PHM-Exch> The impact of user fees on access to health services in low- and middle-income countries

Claudio Schuftan cschuftan at phmovement.org
Tue Apr 19 00:44:10 PDT 2011


From: Ruggiero, Mrs. Ana Lucia (WDC) <ruglucia at paho.org>
crossposted from: EQUIDAD at listserv.paho.org


 *The impact of user fees on access to health services in low- and
middle-income countries*


Mylene Lagarde1, Natasha Palmer1
1Department of Global Health and Development, London School of Hygiene &
Tropical Medicine, London, UK
*Cochrane Database of Systematic Reviews** 2011, Issue 4*. Art. No.:
CD009094. DOI: 10.1002/14651858.CD009094.


The Cochrane Collaboration. Published by John Wiley & Sons, Ltd. April 2011

 *
**Available online at:** *http://bit.ly/i9BXLA *

*

Following an international push for financing reforms, many low- and
middle-income countries introduced user fees to raise additional revenue for
health systems. User fees are charges levied at the point of use and are
supposed to help reduce ‘frivolous’ consumption of health services, increase
quality of services available and, as a result, increase utilisation of
services.

 *Objectives*

To assess the effectiveness of introducing, removing or changing user fees
to improve access to care in low-and middle-income countries

 *Search strategy*

We searched 25 international databases, including the Cochrane Effective
Practice and Organisation of Care (EPOC) Group’s Trials Register, CENTRAL,
MEDLINE and EMBASE. We also searched the websites and online resources of
international agencies, organisations and universities to find relevant grey
literature. We conducted the original searches between November 2005 and
April 2006 and the updated search in CENTRAL (DVD-ROM 2011, Issue 1);
MEDLINE In-Process & Other Non-Indexed Citations, Ovid (January 25, 2011);
MEDLINE, Ovid (1948 to January Week 2 2011); EMBASE, Ovid (1980 to 2011 Week
03) and EconLit, CSA Illumina (1969 - present) on the 26th of January 2011.

 *Selection criteria*

We included randomised controlled trials, interrupted time-series studies
and controlled before-and-after studies that reported an objective measure
of at least one of the following outcomes: healthcare utilisation, health
expenditures, or health outcomes.

 *Data collection and analysis*

We re-analysed studies with longitudinal data. We computed price
elasticities of demand for health services in controlled before-and-after
studies as a standardised measure. Due to the diversity of contexts and
outcome measures, we did not perform meta-analysis. Instead, we undertook a
narrative summary of evidence.

 *Main results*

We included 16 studies out of the 243 identified. Most of the included
studies showed methodological weaknesses that hamper the strength and
reliability of their findings. When fees were introduced or increased, we
found the use of health services decreased significantly in most studies.
Two studies found increases in health service use when quality improvements
were introduced at the same time as user fees. However, these studies have a
high risk of bias. We found no evidence of effects on health outcomes or
health expenditure.

 *Authors' conclusions*

The review suggests that reducing or removing user fees increases the
utilisation of certain healthcare services. However, emerging evidence
suggests that such a change may have unintended consequences on utilisation
of preventive services and service quality.

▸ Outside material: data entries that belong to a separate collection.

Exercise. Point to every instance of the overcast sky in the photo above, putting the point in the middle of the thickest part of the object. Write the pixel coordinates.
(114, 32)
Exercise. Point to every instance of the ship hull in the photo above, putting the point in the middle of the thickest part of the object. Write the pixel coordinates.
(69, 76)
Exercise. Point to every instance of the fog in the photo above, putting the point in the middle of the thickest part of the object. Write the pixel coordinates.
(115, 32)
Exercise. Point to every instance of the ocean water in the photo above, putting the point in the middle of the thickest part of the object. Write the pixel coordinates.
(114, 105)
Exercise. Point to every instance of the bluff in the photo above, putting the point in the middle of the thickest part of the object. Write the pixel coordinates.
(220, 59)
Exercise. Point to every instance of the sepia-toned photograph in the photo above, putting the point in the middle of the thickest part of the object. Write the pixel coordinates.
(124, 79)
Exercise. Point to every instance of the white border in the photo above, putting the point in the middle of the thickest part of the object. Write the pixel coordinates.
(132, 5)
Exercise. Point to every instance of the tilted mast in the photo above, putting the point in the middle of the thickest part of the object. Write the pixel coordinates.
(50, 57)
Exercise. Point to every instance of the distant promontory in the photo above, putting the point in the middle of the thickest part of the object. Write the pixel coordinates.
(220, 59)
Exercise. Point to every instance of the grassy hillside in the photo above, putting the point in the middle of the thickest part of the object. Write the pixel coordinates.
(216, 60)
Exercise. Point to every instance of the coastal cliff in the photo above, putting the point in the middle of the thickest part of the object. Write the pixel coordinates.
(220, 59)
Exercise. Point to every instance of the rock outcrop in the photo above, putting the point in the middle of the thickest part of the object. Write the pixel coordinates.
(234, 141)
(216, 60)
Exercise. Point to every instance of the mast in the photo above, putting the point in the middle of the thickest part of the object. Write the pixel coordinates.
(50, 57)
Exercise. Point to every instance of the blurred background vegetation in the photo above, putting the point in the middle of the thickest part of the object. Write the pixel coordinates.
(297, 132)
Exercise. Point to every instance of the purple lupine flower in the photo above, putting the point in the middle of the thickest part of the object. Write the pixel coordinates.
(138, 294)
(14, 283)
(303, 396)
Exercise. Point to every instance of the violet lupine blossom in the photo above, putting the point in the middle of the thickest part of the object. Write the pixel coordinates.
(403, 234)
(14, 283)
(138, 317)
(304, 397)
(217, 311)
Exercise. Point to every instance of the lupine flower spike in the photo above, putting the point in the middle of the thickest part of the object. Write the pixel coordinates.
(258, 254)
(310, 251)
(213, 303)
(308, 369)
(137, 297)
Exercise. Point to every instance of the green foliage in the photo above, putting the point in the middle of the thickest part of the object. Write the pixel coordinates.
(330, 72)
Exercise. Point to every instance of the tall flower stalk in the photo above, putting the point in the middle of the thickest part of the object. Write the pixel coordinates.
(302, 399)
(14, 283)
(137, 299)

The review also found that introducing or increasing fees can have a
negative impact on health services utilisation, although some evidence
suggests that when implemented with quality improvements these interventions
could be beneficial.



Most of the included studies suffered from important methodological
weaknesses. More rigorous research is needed to inform debates on the
desirability and effects of user fees.